Ein modernes Märchen: Fast hätten sie vergessen, was sie früher auseinander gebracht hat - jetzt wo sie an einem Tisch zusammensaßen und darüber diskutierten, wie die ökolabels auf (Tropen-) Holz den (Regen-) Wald und den Holzhandel gleichzeitig retten könnten. Holzfirmen, Holzhandel und Umweltschützer reichten sich die Hände, bis zu dem Zeitpunkt als einer der Umweltschützer zweifelte, ob es gerechtfertigt sei, Holz aus einem Naturschutzreservat in Afrika zu zertifizieren. Von da an war dann wieder alles beim alten und wenn die W,lder nicht abgeholzt sind, dann wissen die VerbraucherInnen weiterhin nicht, ob Nachhaltig drin ist, wenn öko drauf steht. Was nachhaltige Waldwirtschaft ist, bleibt weiterhin die Streitfrage.

Doch genau das scheinen die Erfinder von Holzzertifizierungsprojekten in ihrer Anfangseuphorie vergessen zu haben. Die Idee, alle an Waldnutzung und Walderhaltung interessierten Parteien an einen Tisch und zu einem gleichberechtigten Dialog über das weitere Umgehen mit Wäldern zu bringen, mag auf den ersten Blick sinnvoll erschienen sein. Und auch der Gedanke, gutes Verhalten durch höhere Preise (oder lobende Anerkennung) zu belohnen, hatte einiges für sich und mag für manche erfolgsversprechend genug zur Rettung der Wälder gewesen sein.

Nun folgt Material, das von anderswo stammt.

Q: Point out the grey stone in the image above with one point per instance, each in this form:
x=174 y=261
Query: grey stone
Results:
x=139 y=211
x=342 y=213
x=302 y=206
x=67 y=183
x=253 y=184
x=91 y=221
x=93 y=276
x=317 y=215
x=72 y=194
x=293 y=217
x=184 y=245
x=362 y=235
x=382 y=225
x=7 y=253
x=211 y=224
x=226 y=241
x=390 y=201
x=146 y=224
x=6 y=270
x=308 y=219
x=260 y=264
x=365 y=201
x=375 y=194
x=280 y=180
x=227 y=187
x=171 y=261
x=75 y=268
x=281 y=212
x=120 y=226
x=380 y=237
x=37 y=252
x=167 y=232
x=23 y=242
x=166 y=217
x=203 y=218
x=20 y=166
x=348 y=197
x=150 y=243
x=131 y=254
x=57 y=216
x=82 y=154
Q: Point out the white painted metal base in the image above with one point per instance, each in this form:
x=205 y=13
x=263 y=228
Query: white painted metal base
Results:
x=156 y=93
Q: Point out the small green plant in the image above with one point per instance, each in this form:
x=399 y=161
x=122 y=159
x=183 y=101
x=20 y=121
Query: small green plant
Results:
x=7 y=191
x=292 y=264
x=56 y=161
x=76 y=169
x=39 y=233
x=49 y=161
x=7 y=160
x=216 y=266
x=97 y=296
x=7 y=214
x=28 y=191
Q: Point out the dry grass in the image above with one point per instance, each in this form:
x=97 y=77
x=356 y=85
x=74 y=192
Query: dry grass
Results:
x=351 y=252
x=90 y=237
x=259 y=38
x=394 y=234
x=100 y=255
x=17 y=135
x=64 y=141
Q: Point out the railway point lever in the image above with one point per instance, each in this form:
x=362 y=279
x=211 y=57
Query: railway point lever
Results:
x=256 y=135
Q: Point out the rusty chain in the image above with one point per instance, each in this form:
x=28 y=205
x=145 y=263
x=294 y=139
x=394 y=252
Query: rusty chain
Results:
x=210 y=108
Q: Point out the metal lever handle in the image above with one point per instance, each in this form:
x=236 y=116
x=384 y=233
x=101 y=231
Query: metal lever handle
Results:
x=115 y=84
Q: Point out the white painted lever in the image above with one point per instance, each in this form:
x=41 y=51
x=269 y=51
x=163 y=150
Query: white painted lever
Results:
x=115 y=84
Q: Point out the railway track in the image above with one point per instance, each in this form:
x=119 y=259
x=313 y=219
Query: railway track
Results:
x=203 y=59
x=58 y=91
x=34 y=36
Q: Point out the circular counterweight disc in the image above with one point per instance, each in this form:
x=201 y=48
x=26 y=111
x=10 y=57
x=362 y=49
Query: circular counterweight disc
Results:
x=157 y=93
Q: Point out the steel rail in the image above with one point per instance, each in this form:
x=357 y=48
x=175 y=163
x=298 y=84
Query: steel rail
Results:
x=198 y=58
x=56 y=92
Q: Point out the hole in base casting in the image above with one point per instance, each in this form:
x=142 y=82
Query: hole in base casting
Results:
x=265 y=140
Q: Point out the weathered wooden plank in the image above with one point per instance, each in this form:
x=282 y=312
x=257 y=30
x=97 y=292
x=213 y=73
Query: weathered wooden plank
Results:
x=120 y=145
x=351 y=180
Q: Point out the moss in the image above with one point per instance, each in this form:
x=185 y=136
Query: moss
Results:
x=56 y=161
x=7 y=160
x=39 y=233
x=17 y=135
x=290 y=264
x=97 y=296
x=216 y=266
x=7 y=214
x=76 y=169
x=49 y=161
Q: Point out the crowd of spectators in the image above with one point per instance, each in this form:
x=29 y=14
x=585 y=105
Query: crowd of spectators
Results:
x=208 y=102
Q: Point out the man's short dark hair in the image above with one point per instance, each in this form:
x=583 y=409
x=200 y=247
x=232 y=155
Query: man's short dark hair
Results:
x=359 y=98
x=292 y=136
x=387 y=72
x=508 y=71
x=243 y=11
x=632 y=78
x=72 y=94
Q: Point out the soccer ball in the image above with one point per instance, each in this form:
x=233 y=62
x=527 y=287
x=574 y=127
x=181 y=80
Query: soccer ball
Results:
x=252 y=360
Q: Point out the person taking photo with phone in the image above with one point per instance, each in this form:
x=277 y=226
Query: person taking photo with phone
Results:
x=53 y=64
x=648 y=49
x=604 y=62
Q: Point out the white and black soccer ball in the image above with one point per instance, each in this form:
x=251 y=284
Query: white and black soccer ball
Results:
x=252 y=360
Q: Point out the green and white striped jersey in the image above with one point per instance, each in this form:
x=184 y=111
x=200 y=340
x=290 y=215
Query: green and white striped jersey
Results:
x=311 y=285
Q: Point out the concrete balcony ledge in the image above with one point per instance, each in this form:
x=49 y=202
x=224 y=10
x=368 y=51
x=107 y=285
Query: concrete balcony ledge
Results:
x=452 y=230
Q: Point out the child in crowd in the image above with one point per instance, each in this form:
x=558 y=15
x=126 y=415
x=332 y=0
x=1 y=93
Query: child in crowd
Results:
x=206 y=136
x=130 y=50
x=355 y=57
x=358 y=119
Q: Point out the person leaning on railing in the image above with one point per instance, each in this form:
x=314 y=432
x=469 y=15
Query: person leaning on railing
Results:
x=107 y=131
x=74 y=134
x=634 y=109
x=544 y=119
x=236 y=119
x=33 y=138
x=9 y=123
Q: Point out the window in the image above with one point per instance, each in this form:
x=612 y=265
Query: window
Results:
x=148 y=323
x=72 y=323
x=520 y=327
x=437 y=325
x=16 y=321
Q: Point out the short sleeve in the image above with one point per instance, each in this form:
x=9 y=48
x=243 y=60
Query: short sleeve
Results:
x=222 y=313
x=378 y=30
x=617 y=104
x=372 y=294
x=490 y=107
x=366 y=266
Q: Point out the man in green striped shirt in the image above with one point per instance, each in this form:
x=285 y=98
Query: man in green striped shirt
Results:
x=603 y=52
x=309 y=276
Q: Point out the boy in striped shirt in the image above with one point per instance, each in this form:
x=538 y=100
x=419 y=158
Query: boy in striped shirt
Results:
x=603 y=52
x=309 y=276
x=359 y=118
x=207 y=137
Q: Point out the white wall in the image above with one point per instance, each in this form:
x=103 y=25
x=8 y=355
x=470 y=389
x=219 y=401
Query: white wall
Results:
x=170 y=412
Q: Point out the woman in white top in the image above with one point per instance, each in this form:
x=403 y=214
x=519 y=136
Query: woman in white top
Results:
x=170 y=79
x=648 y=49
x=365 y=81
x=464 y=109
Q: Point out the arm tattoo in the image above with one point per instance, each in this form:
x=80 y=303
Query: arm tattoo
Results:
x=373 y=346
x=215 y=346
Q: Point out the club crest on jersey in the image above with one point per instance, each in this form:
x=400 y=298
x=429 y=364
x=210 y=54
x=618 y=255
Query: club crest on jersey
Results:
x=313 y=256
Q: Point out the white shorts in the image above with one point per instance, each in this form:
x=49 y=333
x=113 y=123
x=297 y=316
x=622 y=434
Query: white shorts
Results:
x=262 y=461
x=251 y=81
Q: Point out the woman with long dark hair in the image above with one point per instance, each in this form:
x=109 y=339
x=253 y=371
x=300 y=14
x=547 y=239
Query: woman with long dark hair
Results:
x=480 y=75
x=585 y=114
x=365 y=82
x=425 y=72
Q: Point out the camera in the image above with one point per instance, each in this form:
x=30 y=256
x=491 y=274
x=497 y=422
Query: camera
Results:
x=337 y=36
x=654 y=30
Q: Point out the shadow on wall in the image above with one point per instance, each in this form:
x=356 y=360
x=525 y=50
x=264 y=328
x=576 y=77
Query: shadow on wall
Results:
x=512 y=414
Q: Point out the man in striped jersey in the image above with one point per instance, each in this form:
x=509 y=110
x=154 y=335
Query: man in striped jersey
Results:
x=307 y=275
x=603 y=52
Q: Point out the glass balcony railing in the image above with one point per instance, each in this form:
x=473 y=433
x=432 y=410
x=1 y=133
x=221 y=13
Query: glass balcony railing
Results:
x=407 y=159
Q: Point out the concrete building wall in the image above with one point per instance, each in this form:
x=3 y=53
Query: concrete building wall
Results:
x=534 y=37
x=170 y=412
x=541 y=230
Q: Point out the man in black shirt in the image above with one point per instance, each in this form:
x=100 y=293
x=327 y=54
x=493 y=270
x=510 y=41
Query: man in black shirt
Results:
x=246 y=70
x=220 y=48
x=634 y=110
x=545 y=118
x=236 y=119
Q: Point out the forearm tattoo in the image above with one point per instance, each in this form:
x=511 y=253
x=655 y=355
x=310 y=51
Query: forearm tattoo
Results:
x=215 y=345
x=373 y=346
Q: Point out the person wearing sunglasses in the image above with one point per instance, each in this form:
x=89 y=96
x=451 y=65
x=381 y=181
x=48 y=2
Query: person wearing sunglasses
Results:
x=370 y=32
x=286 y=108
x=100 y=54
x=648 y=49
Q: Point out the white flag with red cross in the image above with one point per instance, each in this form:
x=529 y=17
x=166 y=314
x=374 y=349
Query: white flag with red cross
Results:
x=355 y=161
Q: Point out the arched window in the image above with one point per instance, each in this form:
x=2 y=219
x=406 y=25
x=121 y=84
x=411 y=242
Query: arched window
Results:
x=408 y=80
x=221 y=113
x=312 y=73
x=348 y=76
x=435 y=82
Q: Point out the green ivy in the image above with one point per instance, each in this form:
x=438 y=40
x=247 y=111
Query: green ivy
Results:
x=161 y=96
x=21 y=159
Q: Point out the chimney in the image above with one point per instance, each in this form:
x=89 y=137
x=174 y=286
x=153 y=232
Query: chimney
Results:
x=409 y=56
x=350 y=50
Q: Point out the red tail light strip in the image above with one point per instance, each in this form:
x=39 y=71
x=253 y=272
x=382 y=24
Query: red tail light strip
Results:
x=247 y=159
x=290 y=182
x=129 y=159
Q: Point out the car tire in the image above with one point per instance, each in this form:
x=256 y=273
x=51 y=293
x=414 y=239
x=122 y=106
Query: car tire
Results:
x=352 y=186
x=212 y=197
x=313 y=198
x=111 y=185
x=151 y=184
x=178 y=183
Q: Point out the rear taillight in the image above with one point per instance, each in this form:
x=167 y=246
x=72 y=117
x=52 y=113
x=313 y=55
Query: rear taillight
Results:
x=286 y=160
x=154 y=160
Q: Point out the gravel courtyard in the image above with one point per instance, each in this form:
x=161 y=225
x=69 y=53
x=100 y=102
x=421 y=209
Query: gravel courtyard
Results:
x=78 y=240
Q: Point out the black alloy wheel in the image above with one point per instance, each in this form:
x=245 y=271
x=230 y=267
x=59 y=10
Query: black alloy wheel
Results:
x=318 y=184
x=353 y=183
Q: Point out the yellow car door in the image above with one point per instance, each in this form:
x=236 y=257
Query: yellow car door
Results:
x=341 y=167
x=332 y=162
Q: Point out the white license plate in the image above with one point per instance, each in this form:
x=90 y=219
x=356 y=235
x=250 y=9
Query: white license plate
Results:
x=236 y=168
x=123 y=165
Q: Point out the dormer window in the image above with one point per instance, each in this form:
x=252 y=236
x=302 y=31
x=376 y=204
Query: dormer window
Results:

Leider steckt auch hier der Teufel im Detail. Nachdem Umweltverbände nun zwei oder drei Jahre ihre Energie in die Diskussion um und in Gestaltung der Zertifizierungssysteme investiert haben und die ersten Erfahrungen mit der Umsetzung gemacht werden, tauchen die alten Probleme und Fragen wieder auf.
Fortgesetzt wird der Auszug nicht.